Two years later, Field moved to Mexico, where he took up archaeology, among many other pursuits. He remained in Mexico until 1982, when he returned to the United States. He published his autobiography, From Right to Left, the following year. 14 He died in February 2000 at the age of 94.

  1. Frederick Vanderbilt Field, From Right to Left: An Autobiography, Westport, Conn.: Lawrence Hill & Company, 1983.
  2. Fund 515 (CPUSA files), description 1, file 1543, pp. 18-23, RGASPI.
  3. Life, July 23, 1951, p. 39.
  4. Edward C. Carter, American Council, IPR to the Members of the American Council, December 30, 1933, in Fund 5283 (VOKS files), s.ch. (secret file-keeping), description 1a, file 291, p. 6, GA RF.

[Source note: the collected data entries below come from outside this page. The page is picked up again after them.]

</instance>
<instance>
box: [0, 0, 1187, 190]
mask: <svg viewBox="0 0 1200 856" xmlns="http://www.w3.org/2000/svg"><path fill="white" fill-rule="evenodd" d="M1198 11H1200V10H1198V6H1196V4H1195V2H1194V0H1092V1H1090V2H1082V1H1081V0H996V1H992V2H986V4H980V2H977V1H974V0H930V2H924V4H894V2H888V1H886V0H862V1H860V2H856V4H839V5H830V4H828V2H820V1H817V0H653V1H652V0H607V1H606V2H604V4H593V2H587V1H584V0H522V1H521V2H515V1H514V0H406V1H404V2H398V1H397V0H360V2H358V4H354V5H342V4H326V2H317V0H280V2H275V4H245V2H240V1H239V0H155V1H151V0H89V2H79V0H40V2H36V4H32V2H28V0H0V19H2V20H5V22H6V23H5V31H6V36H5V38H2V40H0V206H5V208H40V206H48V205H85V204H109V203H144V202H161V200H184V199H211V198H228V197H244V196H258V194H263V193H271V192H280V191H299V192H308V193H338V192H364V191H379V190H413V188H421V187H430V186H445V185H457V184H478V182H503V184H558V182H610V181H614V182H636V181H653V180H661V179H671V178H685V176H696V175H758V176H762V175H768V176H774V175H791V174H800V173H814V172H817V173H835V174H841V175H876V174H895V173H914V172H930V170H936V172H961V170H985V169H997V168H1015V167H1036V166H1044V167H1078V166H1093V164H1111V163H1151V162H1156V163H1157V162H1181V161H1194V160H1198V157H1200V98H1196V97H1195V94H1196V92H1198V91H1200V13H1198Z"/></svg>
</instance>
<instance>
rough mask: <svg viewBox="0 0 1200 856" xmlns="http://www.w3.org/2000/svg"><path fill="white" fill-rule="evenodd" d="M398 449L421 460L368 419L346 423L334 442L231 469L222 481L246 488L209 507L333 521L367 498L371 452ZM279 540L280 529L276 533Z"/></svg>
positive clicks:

  5. The Amerasia Spy Case: Prelude to McCarthyism, by Harvey Klehr & Ronald Radosh, University of North Carolina Press, Chapel Hill and London, 1996, p. 35.
  6. Frederick Vanderbilt Field, From Right to Left, Op. cit., p. 276.)
  7. Reference of M.G. Galkovich, the Soviet Consul General in San Francisco, on Japanese-American relations, May 25, 1935, Fund 0129 (The Referentura on the USA), description 18, P. 131, folder 367, pp. 45-54: “…The several Chinese military commissions that visited the USA in 1934-35 enjoyed all kinds of attention of the naval and army authorities. Field, the Secretary of the American branch of the Institute of Pacific Relations, who has recently come from China, circumstantially confirmed this fact in [our] conversation.”
  8. Konstantine Oumansky, Washington, D.C. to V.V. Smirnov, VOKS, Moscow, September 28, 1937, November 10, 1937, in Fund 5283 s.ch., description 1a, file 325, pp. 31, 37, GA RF.
  9. Cit., Life, Op. cit., p. 40.
  10. Ibidem.
  11. Fund 495 (Comintern records), description 14 (Marti Secretariat), file 137, pp. 75-76, RGASPI.
  12. Record of conversation with Jessica Smith, August 16, 1950, in the diary of V. Makarov, the Third Secretary, the Soviet Embassy in Washington, D.C., August 24, 1950, in Fund 5283 s.ch., description 22s, file 205, p. 113, GA RF.
  13. Life, Op. cit., p. 42.
  14. Frederick Vanderbilt Field, From Right to Left, Op. cit.